Yes, that would be fine, and I see it would make your job easier. Although honoring the Main-Class attribute in the manifest if it exists would be practical for some users (some languages always compile code that is inside packages, so cannot directly generate code for a class Main in the default package). The decision could be made based on the exit code of

jar tf submission.jar | grep META-INF/MANIFEST.MF

.

I think we will start off with a simple jar, and work on the manifests as we go along smile.

NB. If you know of anyone (e.g. yourself wink ) who would wish for the nice compiler to be included as a separate language, please tell us. We can add a language if it seems likely that somebody is going to solve problems in it.

Great, thanks!

Hey, I see you have been doing some private investigation wink

Yes, it would be cool to have Nice added. I will try problems once in a while, and I will point to your project on our mailing list once it is. It's motivating to have tasks like this when you are learning a new language.

Technically, if the judge is like a server a Debian machine, you can

apt-get install nice

Oops, submitted by accident.

If you want to accept a single nice source file as entry, you can compile it like this: put it file with '.nice' extension in a 'main' subdirectory, then call

nicec --classpath <external libraries> -a main.jar main

and then run with

java -classpath main.jar:<external libraries> main.dispatch

The idea is the same external libraries that are available for Java programs could also be used in Nice programs.

Thanks. When Noix gets back from holiday (perhaps today?) we will add the two new languages. Once we are about it, I think we will try to modify the system in such a way as to keep one jdk installation for "java", "nice" and "bytecode-java" (to improve maintainability).

BTW. I wonder whether jre1.3.1 would work with a newer class library?

You mean use the classes from JDK 1.4 with the VM of 1.3? Why would you want to do that?
In any case, it seems it wouldn't work (here with 1.4 and 1.5beta):

java -Xbootclasspath:/usr/local/opt/jdk1.5.0/jre/lib/rt.jar
Error occurred during initialization of VM
java.lang.NoSuchMethodError: java.lang.Thread.start()V

"Bytecode" language is added (simply send a .jar) smile We'll also add Nice, probably today..

Great, thanks a lot!

How are jars handled at the moment? Started with Main, the main-class in the manifest, both?

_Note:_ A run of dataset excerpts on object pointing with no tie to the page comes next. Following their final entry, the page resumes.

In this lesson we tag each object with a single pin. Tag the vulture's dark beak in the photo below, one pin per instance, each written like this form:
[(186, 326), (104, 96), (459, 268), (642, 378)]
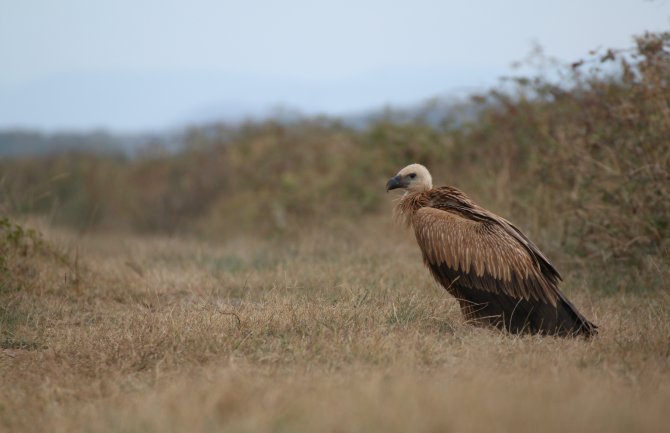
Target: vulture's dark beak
[(395, 182)]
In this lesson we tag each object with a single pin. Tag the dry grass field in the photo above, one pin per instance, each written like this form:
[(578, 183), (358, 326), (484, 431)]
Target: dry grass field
[(253, 281), (339, 330)]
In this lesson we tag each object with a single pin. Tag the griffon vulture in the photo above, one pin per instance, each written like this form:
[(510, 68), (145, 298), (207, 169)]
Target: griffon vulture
[(497, 274)]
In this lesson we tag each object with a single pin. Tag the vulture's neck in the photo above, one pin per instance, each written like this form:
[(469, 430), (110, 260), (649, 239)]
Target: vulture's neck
[(410, 203)]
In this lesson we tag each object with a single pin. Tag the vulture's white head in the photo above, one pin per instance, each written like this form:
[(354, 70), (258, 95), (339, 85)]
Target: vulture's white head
[(413, 178)]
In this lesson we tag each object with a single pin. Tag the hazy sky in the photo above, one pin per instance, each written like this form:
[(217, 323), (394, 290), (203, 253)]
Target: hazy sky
[(135, 65)]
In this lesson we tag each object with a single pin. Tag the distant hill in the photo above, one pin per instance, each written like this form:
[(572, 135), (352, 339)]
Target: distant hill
[(21, 143)]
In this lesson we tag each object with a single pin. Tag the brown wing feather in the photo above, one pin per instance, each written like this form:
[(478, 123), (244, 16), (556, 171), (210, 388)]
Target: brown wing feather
[(485, 255)]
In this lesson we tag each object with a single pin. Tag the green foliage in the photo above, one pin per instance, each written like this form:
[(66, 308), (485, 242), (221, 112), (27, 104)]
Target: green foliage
[(581, 162)]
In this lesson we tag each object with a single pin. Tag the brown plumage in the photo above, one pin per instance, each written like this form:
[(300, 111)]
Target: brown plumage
[(497, 274)]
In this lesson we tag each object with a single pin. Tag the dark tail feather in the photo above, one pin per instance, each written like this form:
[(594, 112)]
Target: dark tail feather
[(519, 316)]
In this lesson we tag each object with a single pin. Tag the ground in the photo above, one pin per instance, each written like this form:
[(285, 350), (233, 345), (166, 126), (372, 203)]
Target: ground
[(337, 330)]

At present - with Main. We will add the manifest option when configuring Nice.

Is it possible to disable the inclusion of standard (library) classes in the jar file generated by the Nice compiler?

Not directly. Is that a problem?

I know the jar will be above the default limit, but that should not matter when submitting Nice source, right? Also, it's possible to use a tool to cut down on dead code. I tried proguard, and a simple Nice program gives a 17K jar file.

OK, jar files with/without manifests are now supported. Nice compiled to Bytecode works for TEST in 0.99s. The Nice compiler will be made available tomorrow.

Cool! I just solved TEST in 0.89s. Must have found a more clever algorithm wink

Did you also use a tool to cut down the size, or did you internally bypass the size limit to run a nice program as JAR?

I just changed the submission size limit for the problem TEST for a moment wink.

But thanks for mentioning proguard; I hadn't realised that there existed an open source java obfuscator. These can get quite handy sometimes, especially if privacy (not necessarily secrecy) of source code is required.